I realised that it might be due to cuda trying to clear cache for allocation in the first iteration, So I added “torch.cuda.empty_cache()” right after the model output. Like so : -

```
def forward(self, img, **kwargs):
start = time.time()
with torch.no_grad():
if self.half:
img = img.half().to(self.device)
t1 = time.time()
output = self.model(img, self.output_tensor) # torch.Size([1, 45900, 57])-
print("Model Time Taken : ", time.time() - t1)
torch.cuda.empty_cache()
t2 = time.time()
output = non_max_suppression_kpt(output,
0.8, # Confidence Threshold
0.001, # IoU Threshold
nc=1, # Number of Classes
nkpt=17, # Number of Keypoints
kpt_label=True)
print("NMS Time Taken : ", time.time() - t2)
output, cameras = output_to_keypoint(output)
output = output.reshape(-1,17,3)
conf = output[..., -1]
coords = output[..., :2]
coords, conf = self.transform_keypoints(coords,conf)
return coords, conf, cameras
```

This fixed the nms time but now the bottleneck was shifted to “torch.cuda.empty_cache()”.

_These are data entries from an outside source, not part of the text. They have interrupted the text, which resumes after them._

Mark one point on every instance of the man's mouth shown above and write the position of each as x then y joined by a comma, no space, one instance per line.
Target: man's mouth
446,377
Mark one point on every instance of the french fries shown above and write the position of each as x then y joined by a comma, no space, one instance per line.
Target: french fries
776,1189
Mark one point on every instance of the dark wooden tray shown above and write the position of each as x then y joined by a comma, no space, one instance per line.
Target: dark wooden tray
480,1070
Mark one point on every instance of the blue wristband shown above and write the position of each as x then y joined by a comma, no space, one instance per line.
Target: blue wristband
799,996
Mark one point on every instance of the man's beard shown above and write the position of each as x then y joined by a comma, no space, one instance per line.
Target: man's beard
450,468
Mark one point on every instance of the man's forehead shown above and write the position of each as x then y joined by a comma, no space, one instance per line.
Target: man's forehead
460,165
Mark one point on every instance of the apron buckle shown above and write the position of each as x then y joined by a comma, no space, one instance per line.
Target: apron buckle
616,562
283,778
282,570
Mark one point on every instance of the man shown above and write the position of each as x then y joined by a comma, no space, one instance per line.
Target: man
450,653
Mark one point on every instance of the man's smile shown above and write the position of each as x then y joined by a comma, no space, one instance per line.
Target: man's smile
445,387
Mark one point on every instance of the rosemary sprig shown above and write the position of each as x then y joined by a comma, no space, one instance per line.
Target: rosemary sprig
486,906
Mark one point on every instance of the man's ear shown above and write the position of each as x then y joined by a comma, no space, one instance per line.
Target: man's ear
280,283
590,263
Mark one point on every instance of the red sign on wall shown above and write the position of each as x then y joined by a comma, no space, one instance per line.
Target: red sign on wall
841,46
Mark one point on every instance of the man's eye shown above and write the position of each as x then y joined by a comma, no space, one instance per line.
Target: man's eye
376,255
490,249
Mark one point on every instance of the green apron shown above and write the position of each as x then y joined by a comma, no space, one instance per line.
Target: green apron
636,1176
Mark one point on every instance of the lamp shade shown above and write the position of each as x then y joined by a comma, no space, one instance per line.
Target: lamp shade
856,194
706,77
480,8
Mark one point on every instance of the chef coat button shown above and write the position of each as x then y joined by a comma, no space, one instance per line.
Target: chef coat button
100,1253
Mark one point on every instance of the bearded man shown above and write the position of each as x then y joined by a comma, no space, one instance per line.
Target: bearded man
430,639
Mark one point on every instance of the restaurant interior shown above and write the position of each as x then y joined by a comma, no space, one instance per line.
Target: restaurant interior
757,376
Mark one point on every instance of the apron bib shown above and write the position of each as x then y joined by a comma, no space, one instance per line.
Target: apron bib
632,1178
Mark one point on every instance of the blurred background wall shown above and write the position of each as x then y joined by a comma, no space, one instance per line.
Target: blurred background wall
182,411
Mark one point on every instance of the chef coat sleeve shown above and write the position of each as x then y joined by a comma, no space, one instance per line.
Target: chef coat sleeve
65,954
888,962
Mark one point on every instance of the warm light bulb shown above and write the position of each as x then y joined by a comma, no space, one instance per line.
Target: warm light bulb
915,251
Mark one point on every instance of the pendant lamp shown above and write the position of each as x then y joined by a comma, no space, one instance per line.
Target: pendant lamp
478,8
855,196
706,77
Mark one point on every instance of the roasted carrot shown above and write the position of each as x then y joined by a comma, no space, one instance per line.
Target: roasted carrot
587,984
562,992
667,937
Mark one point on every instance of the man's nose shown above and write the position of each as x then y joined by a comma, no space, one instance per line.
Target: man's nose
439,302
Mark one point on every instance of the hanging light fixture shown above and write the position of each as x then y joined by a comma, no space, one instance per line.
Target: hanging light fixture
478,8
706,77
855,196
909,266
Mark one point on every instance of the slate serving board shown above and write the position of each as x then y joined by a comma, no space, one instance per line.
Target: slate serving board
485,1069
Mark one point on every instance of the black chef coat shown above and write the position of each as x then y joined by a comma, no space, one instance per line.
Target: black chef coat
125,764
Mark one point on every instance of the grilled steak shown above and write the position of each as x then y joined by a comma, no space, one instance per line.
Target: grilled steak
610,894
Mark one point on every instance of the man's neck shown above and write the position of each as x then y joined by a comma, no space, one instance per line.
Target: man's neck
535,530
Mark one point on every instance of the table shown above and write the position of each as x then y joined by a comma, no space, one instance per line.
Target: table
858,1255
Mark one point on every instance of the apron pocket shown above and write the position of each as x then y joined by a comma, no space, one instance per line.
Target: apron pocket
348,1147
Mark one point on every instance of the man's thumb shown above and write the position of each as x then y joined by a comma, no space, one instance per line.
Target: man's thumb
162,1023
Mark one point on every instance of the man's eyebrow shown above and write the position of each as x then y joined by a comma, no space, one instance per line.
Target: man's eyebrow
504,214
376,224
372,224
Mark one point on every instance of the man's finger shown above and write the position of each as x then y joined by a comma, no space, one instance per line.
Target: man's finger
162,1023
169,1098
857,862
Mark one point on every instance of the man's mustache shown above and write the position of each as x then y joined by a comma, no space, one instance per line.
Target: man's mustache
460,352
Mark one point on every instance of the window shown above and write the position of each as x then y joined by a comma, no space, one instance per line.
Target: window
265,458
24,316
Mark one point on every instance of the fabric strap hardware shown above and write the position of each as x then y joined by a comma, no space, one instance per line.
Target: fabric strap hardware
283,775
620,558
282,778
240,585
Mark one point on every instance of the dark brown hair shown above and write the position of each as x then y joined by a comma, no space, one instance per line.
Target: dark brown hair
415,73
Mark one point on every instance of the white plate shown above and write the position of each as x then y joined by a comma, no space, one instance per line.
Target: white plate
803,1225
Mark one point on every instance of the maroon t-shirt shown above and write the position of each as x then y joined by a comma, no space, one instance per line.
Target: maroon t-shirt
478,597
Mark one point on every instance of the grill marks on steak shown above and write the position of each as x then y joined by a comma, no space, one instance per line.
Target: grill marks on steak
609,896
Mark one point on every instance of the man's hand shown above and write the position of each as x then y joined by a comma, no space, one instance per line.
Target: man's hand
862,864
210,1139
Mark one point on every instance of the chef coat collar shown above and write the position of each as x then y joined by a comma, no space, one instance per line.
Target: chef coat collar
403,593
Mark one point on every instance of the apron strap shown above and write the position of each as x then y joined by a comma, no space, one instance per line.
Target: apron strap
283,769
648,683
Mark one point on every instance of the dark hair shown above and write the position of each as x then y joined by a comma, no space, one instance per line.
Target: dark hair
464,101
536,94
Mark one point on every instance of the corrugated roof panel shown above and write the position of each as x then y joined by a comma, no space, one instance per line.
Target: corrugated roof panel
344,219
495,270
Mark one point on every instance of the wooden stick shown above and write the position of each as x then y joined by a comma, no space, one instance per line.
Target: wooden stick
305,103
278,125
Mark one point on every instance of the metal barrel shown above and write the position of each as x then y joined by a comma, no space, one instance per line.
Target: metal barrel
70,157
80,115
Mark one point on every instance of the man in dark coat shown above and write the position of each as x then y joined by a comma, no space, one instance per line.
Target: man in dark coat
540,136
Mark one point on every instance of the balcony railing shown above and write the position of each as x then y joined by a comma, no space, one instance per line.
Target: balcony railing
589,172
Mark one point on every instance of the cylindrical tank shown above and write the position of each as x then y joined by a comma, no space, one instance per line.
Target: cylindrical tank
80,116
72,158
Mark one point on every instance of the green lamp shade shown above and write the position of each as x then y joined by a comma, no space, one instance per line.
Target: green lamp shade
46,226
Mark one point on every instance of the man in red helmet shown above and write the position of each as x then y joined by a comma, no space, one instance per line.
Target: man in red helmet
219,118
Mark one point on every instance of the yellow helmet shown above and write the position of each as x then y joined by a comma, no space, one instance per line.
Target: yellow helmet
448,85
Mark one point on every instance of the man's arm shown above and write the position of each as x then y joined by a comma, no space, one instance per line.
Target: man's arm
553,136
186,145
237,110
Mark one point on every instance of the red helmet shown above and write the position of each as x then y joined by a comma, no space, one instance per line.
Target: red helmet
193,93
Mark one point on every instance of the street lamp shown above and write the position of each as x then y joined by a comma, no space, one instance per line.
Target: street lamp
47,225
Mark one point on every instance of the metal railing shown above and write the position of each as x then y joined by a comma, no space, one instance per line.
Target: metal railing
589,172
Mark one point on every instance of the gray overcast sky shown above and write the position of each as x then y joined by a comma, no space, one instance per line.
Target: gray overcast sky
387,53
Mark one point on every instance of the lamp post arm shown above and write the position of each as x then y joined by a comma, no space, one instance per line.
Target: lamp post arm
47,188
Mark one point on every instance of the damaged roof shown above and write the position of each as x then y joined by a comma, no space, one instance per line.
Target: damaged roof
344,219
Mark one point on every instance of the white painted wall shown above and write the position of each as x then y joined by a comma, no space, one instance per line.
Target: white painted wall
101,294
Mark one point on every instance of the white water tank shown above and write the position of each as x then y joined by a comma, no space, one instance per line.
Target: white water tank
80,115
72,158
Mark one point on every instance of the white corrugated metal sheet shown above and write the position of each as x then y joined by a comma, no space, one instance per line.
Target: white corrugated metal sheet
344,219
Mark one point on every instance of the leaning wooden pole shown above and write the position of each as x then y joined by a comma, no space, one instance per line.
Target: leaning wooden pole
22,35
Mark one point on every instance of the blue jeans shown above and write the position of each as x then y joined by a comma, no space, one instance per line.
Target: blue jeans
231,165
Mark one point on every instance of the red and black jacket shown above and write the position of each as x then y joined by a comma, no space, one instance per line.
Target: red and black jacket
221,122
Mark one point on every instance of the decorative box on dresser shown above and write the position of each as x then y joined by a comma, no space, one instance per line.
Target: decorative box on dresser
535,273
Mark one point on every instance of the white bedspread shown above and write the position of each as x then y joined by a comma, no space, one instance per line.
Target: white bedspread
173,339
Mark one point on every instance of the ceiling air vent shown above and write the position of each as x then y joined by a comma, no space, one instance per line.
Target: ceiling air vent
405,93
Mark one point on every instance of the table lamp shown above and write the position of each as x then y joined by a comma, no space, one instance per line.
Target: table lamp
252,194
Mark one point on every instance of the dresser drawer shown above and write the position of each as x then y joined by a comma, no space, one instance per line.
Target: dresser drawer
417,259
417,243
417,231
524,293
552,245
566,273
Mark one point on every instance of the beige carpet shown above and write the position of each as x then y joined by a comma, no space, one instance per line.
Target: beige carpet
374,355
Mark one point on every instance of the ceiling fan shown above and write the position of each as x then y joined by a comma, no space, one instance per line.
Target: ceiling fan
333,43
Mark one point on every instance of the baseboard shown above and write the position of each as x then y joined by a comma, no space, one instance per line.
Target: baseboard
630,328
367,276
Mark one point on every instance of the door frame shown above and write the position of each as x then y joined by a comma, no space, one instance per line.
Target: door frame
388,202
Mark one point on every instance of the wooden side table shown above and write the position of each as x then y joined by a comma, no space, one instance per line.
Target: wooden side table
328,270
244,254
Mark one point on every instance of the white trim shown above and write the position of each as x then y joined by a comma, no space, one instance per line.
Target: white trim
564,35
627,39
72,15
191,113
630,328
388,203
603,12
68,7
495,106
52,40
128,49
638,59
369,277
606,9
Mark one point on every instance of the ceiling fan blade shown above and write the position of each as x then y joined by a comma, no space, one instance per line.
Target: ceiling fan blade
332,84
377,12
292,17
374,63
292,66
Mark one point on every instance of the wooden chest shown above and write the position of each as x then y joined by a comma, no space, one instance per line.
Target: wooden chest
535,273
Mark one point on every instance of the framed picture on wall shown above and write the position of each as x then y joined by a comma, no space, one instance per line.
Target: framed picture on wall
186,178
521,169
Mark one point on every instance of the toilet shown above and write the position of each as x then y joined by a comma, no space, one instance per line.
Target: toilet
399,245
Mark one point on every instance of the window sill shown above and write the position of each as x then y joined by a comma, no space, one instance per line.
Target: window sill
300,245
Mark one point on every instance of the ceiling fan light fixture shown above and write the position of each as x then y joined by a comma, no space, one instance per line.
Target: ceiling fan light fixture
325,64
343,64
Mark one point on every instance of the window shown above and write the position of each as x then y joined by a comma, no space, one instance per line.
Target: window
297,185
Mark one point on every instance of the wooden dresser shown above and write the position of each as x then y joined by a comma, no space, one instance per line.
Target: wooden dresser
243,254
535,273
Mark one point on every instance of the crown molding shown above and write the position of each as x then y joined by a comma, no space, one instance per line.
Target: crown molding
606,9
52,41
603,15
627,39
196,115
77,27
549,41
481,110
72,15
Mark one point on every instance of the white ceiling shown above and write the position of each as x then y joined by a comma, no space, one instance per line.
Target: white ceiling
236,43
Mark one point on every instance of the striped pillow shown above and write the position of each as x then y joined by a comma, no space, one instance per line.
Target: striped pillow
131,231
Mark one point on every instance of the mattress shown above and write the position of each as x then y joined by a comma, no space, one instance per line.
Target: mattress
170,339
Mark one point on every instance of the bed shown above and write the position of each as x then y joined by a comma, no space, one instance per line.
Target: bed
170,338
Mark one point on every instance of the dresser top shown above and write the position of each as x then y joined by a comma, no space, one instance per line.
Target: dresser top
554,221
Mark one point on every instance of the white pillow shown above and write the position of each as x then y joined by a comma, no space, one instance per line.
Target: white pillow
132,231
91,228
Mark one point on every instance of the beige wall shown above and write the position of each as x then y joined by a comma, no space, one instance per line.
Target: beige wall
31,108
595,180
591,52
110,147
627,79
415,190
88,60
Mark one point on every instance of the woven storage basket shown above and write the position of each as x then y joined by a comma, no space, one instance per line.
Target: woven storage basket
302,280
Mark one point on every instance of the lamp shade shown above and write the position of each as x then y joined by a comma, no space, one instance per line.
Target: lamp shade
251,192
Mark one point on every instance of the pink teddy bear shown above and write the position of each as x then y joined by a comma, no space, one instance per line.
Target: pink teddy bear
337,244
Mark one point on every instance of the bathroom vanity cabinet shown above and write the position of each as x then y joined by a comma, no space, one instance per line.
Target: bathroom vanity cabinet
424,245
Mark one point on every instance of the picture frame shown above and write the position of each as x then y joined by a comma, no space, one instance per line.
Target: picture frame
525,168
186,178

I believe that this is what is causing the issue. When I decided to skip cache using `PYTORCH_NO_CUDA_MEMORY_CACHING = 1`

, the NMS is not taking the time but now the model becomes the bottlneck as it is now using the memory of GPU directly.

I want to ask How I can fix this? or how I can stop torch from clearing cuda cache in NMS?